In short
The Chinese company Meituan has released the LongCat-2.0 foundation model, which was fully trained and deployed on domestic AI ASIC supercomputers. The Mixture-of-Experts architecture model delivers strong results, but the biggest surprise is the absence of Nvidia graphics cards in the training process.
The Chinese technology company Meituan has unveiled LongCat-2.0—a foundational language model with 1.6 trillion parameters. The main feature of this release lies not in the characteristics of the neural network itself, but in the infrastructure: the model was trained and deployed on domestic supercomputers equipped with AI ASICs, without using Nvidia GPUs.
The model is built on a Mixture-of-Experts (MoE) architecture with a total of 1.6 trillion parameters and approximately 48 billion parameters activated per token. Prior to its official announcement, LongCat-2.0 was tested on the OpenRouter platform under the codename Owl Alpha, where it ranked among the top three in terms of usage volume. In Claude Code agent scenarios, the model ranked second in the world, trailing only Claude Opus 4.8.
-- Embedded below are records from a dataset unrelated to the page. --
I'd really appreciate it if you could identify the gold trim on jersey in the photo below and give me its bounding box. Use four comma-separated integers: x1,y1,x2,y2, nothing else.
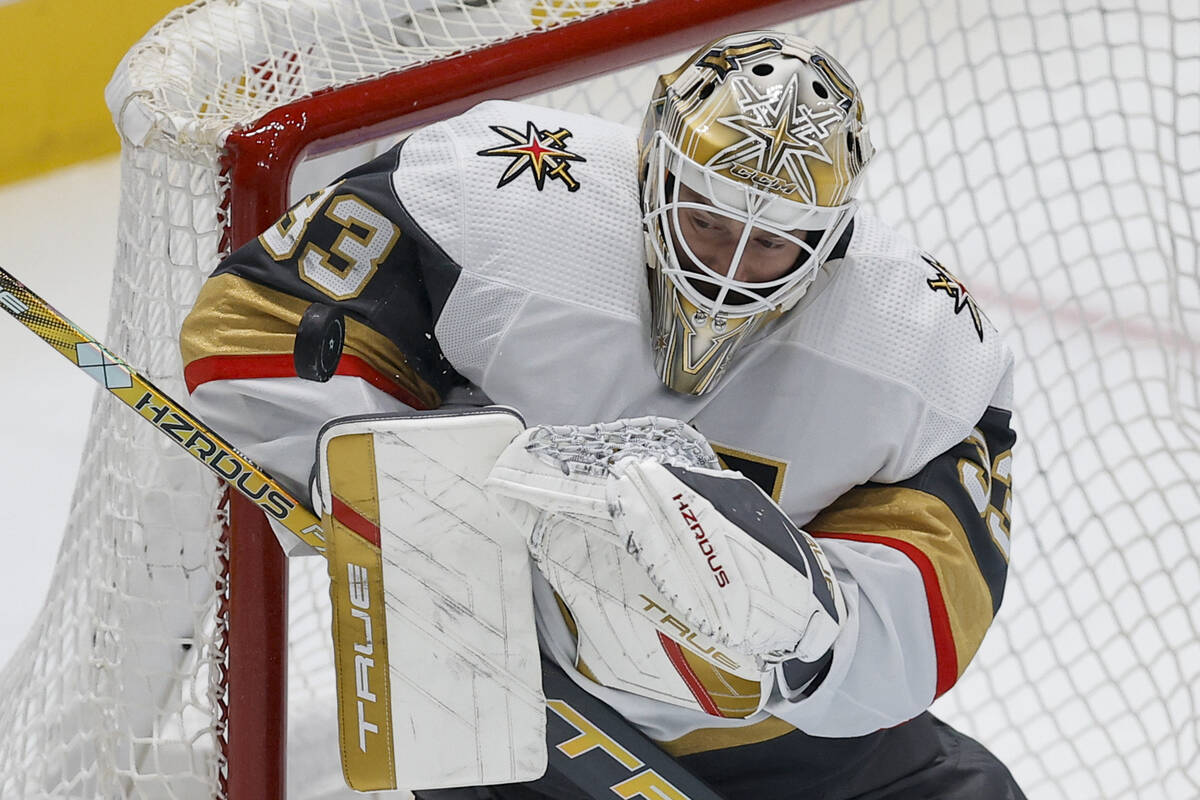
658,717,796,758
679,648,762,718
708,441,787,503
805,486,992,675
180,272,442,408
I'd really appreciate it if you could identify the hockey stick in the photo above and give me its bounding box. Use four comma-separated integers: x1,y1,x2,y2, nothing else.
0,267,720,800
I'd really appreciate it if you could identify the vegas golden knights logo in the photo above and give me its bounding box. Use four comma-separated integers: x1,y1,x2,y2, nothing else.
475,122,587,192
920,253,983,342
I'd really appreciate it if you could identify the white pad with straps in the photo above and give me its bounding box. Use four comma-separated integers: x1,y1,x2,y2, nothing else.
608,459,846,664
318,407,547,790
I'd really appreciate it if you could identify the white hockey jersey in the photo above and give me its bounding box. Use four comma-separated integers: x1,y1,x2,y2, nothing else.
182,102,1014,754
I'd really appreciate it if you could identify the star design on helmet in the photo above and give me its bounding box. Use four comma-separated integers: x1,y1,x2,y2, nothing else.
920,253,983,342
709,74,845,203
475,121,587,192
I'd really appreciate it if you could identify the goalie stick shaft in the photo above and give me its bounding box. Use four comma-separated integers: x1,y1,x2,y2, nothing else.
0,266,325,553
0,266,721,800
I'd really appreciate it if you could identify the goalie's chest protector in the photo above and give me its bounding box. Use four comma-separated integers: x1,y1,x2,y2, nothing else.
395,101,1008,524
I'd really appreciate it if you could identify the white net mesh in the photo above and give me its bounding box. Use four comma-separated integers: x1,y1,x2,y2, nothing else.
0,0,1200,800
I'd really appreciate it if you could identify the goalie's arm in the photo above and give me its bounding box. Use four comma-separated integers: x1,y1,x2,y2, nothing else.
768,408,1016,736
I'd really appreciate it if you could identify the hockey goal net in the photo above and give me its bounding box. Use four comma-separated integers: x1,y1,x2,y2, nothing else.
0,0,1200,800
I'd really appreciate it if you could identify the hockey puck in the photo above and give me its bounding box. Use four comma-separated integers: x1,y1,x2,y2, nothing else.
292,302,346,383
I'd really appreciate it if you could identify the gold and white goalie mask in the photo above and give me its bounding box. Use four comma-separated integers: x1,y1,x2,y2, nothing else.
638,31,875,395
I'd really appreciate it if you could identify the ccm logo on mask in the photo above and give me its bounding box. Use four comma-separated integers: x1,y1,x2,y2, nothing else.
671,493,730,587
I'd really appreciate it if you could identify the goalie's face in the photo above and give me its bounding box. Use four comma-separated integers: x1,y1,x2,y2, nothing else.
638,31,874,395
671,186,820,298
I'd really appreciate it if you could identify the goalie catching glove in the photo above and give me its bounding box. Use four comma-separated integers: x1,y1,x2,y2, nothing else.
608,459,846,663
488,417,845,668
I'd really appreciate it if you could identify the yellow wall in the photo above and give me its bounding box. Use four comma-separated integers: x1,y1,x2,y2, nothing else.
0,0,184,184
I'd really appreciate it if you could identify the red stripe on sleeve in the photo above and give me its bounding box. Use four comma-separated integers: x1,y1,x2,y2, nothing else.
334,495,379,547
184,354,425,409
659,632,725,717
809,530,959,698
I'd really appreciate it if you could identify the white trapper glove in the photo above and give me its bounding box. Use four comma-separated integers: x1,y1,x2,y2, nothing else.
607,458,846,664
487,417,846,666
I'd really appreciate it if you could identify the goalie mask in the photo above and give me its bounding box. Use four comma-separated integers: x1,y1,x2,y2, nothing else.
638,31,875,395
According to estimates by the technical community, LongCat-2.0’s agent capabilities are on par with those of Claude Opus 4.6. In programming tasks, the model slightly outperforms GLM-5.1 but falls short of GLM-5.2.
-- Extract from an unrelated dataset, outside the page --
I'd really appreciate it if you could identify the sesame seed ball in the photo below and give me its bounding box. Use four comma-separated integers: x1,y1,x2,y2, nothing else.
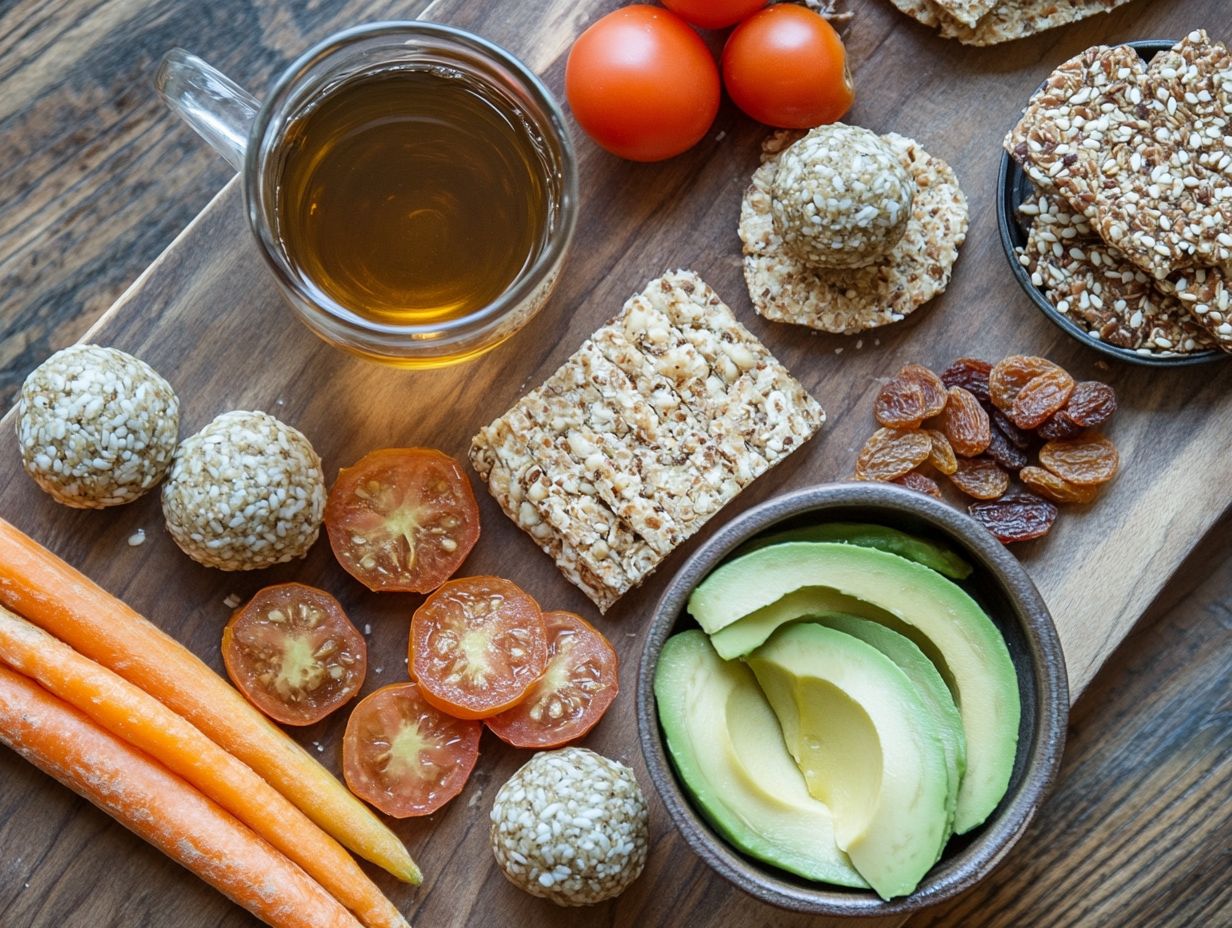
770,124,915,267
490,748,649,906
163,412,325,571
17,345,180,509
A key factor is that the entire cycle—from training to inference—was built on a domestic computing cluster. According to Meituan, pre-training was conducted on more than 35 trillion tokens without any critical failures or rollbacks.
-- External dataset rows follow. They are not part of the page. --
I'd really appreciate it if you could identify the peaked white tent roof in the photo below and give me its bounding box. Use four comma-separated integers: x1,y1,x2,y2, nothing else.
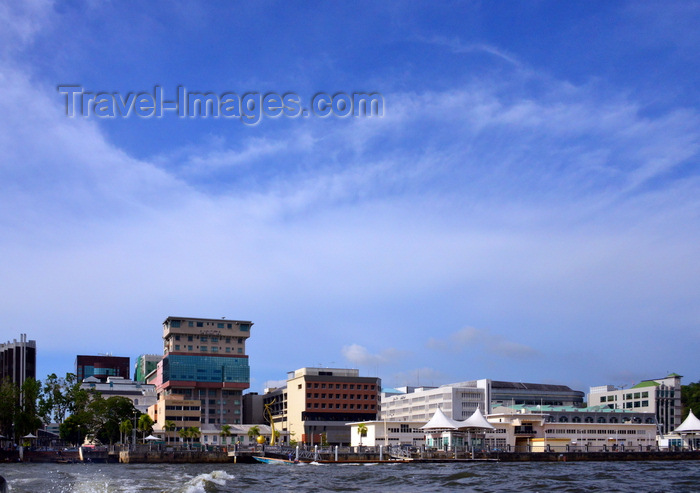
420,408,462,430
674,409,700,433
459,407,494,430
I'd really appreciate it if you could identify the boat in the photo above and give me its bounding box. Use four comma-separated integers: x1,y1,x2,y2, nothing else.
253,455,299,465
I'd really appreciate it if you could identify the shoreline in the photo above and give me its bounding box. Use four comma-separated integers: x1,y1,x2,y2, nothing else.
6,450,700,466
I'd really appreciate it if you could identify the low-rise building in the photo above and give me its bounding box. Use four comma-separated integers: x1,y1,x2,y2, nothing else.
80,376,157,413
588,373,683,435
263,368,381,445
381,379,584,422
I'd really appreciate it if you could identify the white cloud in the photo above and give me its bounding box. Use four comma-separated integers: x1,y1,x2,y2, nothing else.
341,344,407,367
427,327,540,359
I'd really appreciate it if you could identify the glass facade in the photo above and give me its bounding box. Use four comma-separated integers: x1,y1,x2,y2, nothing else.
163,354,250,383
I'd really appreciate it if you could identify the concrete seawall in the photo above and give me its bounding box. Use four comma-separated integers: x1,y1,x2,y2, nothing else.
119,450,233,464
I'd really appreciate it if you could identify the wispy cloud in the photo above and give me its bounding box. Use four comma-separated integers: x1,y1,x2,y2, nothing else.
341,344,408,367
423,36,521,66
426,327,539,359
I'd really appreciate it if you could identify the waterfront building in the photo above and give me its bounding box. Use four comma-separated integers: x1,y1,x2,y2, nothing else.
80,376,157,413
75,354,130,382
483,406,656,452
134,354,163,383
588,373,683,435
148,394,202,443
350,405,656,452
381,379,584,422
0,334,36,387
347,420,426,448
243,389,262,424
156,317,253,428
263,368,381,445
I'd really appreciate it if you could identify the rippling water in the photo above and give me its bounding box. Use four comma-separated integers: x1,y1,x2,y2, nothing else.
0,461,700,493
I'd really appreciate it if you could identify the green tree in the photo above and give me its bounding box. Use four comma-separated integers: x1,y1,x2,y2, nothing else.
681,382,700,419
187,426,202,442
163,419,177,442
95,396,137,444
248,425,260,442
119,419,134,443
38,373,82,424
136,414,153,439
58,415,88,445
219,425,231,445
357,423,367,447
15,378,42,437
177,428,190,447
0,379,19,438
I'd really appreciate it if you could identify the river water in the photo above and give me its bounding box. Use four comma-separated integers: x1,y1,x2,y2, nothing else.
0,461,700,493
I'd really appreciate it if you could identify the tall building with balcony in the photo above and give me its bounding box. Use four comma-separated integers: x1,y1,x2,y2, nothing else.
154,317,253,427
588,373,683,434
0,334,36,386
134,354,163,383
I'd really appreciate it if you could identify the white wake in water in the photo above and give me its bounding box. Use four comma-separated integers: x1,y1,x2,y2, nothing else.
182,471,235,493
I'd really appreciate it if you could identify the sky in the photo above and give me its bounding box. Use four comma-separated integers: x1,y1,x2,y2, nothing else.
0,0,700,392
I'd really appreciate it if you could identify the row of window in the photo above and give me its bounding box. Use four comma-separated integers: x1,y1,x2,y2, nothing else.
544,428,647,435
306,393,377,401
171,389,242,398
174,344,243,354
547,416,654,424
175,334,243,344
299,382,374,390
306,402,375,410
170,320,250,331
600,391,649,402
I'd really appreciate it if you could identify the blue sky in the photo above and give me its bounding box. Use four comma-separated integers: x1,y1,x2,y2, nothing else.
0,0,700,391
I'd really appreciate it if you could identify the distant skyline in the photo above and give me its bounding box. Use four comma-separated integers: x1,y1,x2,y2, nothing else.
0,0,700,392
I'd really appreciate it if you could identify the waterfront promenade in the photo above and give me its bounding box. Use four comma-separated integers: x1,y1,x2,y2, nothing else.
5,445,700,464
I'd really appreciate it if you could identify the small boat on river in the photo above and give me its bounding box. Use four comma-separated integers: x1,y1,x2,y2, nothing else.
253,456,299,465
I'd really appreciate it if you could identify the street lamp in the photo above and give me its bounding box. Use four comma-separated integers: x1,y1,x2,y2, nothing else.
131,410,138,450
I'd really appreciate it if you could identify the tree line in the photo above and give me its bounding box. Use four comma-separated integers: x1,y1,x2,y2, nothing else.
0,373,153,445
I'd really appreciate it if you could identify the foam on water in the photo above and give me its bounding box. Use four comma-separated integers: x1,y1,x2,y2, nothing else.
182,471,235,493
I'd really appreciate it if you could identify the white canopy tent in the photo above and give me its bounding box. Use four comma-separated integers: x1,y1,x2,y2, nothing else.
673,409,700,449
421,408,494,454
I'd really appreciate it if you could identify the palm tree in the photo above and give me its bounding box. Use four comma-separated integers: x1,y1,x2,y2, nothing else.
136,414,153,439
357,423,367,447
119,419,134,443
163,419,177,442
187,426,202,448
177,428,190,448
248,425,260,442
219,425,231,445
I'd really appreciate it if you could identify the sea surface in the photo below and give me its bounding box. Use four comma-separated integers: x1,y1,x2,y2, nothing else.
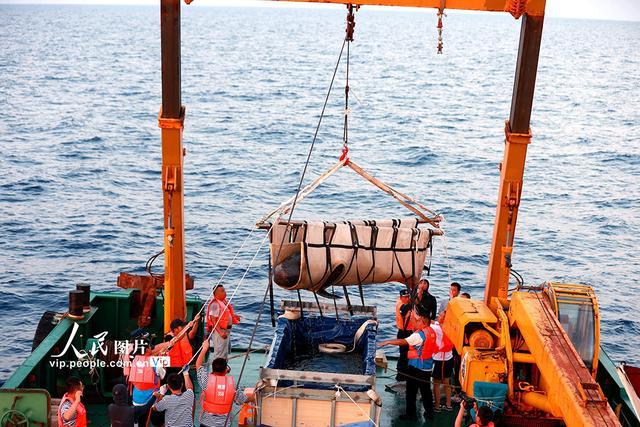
0,5,640,380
Previously, China’s achievements in the field of domestic chips were limited to narrow tasks, such as inference or fine-tuning of pre-trained models. In the case of LongCat-2.0, however, we are talking about the full cycle of creating a trillion-parameter model from scratch.
Meituan has not officially disclosed the exact chip models or their quantities. The company’s materials mention only “domestic AI chips” and “AI ASIC superpods.”
However, Chinese media and the tech community estimate that approximately 50,000 accelerators were used for training. Based on indirect evidence, such as support for 200 Gbps RDMA and 64 GB of HBM per die, experts conclude that equipment of the Huawei Ascend 910C class was used. There has been no official confirmation from Meituan or Huawei on this matter yet.